Cette fois, la critique se déchaîne
: "Il s'est établi depuis quelques années,
s'indigne Louis Ulbach dans Le Figaro du 23 janvier
1868, une école monstrueuse de romanciers, qui prétend
substituer l'éloquence du charnier à l'éloquence
de la chair, qui fait appel aux monstruosités les plus
chirurgicales, qui groupe les pestiférés pour nous
en faire admirer les marbrures, qui s'inspire directement du
choléra, son maître, et qui fait jaillir le pus
de la conscience." Le naturalisme est lancé,
même si Zola doit attendre 1880 pour lui donner sa forme
théorique avec Le Roman expérimental.
Un romancier
contre l'Empire
Cependant, Zola, qui a conçu
le plan d'ensemble des Rougon-Macquart dès 1868,
est obligé de persévérer dans le journalisme
pour "faire bouillir la marmite" ; il exerce
donc sa verve satirique contre l'Empire dans L'Evénement
illustré, La Tribune, Le Rappel, La Cloche ou Le
Siècle.
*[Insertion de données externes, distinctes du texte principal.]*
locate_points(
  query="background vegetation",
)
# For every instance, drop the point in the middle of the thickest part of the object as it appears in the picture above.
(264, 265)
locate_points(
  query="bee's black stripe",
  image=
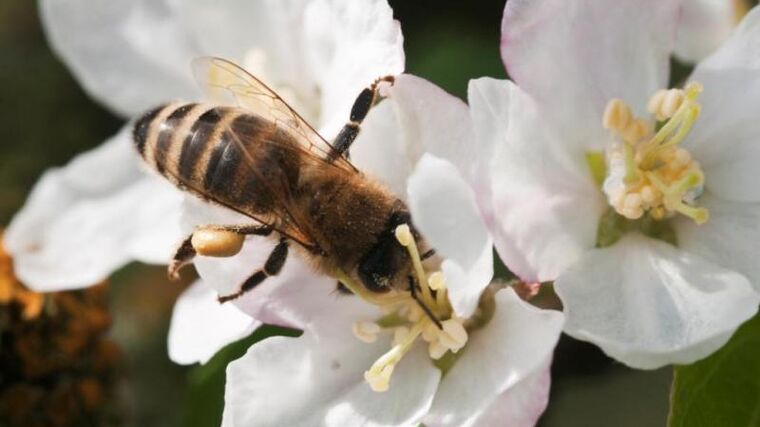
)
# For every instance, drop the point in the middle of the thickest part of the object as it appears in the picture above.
(142, 127)
(196, 142)
(228, 155)
(166, 134)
Il y dénonce "la dictature
de César", la misère, les fastes honteux
de Compiègne, les spéculations immobilières
et l'haussmannisation, les rigueurs du bagne et l'hypocrisie
du clergé. Bien des thèmes développés
dans ces articles trouveront un écho dans les vingt romans
qui seront publiés à un rythme régulier
entre 1870 et 1893.
Le projet des Rougon-Macquart est accepté par l'éditeur
Lacroix en 1869. On y suivra toute l'aventure du Second Empire,
du coup d'Etat du 2 décembre 1851 à la capitulation
de Sedan et à la Commune. Pour préparer son uvre,
l'écrivain a consacré l'année 1868 à
lire une série d'ouvrages de physiologie, entre autres
La Physiologie des passions de Letourneau et Le Traité
de l'hérédité naturelle du docteur Lucas.
Après avoir approfondi la théorie des "milieux"
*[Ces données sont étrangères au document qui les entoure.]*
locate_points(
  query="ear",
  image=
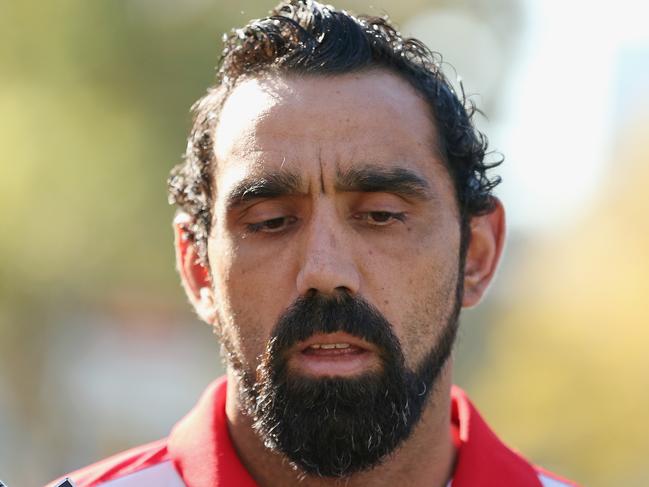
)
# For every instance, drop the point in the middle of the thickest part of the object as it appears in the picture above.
(194, 276)
(485, 248)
dans l'étude de Taine, élaboré une méthode
expérimentale (même s'il ne lit L'Introduction
à l'étude de la médecine expérimentale
de Claude Bernard qu'en 1878), il a trouvé dans l'hérédité
le fil conducteur de la série : Les Rougon-Macquart
raconteront "l'histoire naturelle et sociale d'une
famille sous le Second Empire". L'arbre généalogique,
sur lequel s'opposent et se mêlent les descendants de l'ancêtre
originelle, Adélaïde Fouque, la branche légitime
des Rougon et la branche bâtarde des Macquart, sera la
matrice d'une formidable combinatoire bio-littéraire :
sur cinq générations, les branches se ramifieront,
étalant leurs larges feuilles ; sur chaque feuille de
l'arbre, on lira une biographie, un cas héréditaire,
l'étude d'un milieu dans cette époque de "folie
et de honte" qu'est le Second Empire.
Les premiers romans du cycle sont
violemment anti-bonapartistes et Zola, qui a mené une
violente campagne anti-belliciste ("refuser la guerre,
c'est refuser l'Empire", écrivait-il insolemment),
doit à la proclamation de la République, le 4 septembre
1870, d'échapper à la justice. Mais la guerre de
1870, en interrompant la parution en feuilleton de La Fortune
des Rougon, le prive aussi de son public : le roman, où
s'affirme déjà un très grand auteur, passe
pratiquement inaperçu...
Soutien de famille, l'écrivain
n'a pas été mobilisé, il doit subvenir aux
besoins de sa mère et d'Alexandrine, devenue sa femme
le 31 mai 1870. Parti à Marseille pour briguer une sous-préfecture
dans le Midi, il devient finalement chroniqueur parlementaire
à Bordeaux et rejoint Paris le 14 mars 1871 pour rendre
compte des débats de l'Assemblée qui siège
désormais à Versailles. Hostile à la majorité
de droite, proche des représentants de "la nouvelle
gauche", Louis Blanc, Hugo, Gambetta, il est néanmoins
partagé face à la Commune : il renvoie dos à
dos, après l'insurrection du 18 mars 1871, "les
idéalistes révolutionnaires [...] qui tomberont
en criminels, en s'imaginant tomber en martyrs" et
"les gens de Versailles [qui] auront du sang jusqu'à
mi-jambes" pour rentrer dans Paris après l'avoir
abandonné. Et, s'il réclame vigoureusement l'amnistie
pour les Communards après la victoire des Versaillais
et la terrible répression qui l'accompagne, il soutient
néanmoins Thiers, seul capable, à ses yeux, de
sauver l'ordre et la République dans le contexte de guet-apens
monarchiste qui règne à l'Assemblée.
Le spectacle de la médiocrité
parlementaire a donné à Zola une méfiance
durable de la politique, "ce terrain sur lequel les inutiles,
les impuissants, les vaincus, se donnent rendez-vous pour monter
à l'assaut du succès..." Avec le retour
de la paix, il voit arriver le règne des écrivains,
comme il le confie à son ami Paul Alexis : "Je
sens une renaissance. Nous sommes les hommes de demain, notre
jour arrive". Le voilà donc de nouveau engagé
dans l'écriture et la rédaction de La Curée
l'occupe tout entier. Le roman, qui dénonce les spéculations
immobilières liées à l'haussmannisation,
est aussi la réécriture de Phèdre
et une superbe évocation du Paris moderne, impressionniste
avant la lettre. Le 22 juillet 1872, le jeune auteur signe un
contrat avec l'éditeur Charpentier qui deviendra, selon
ses propres termes, "l'éditeur du naturalisme".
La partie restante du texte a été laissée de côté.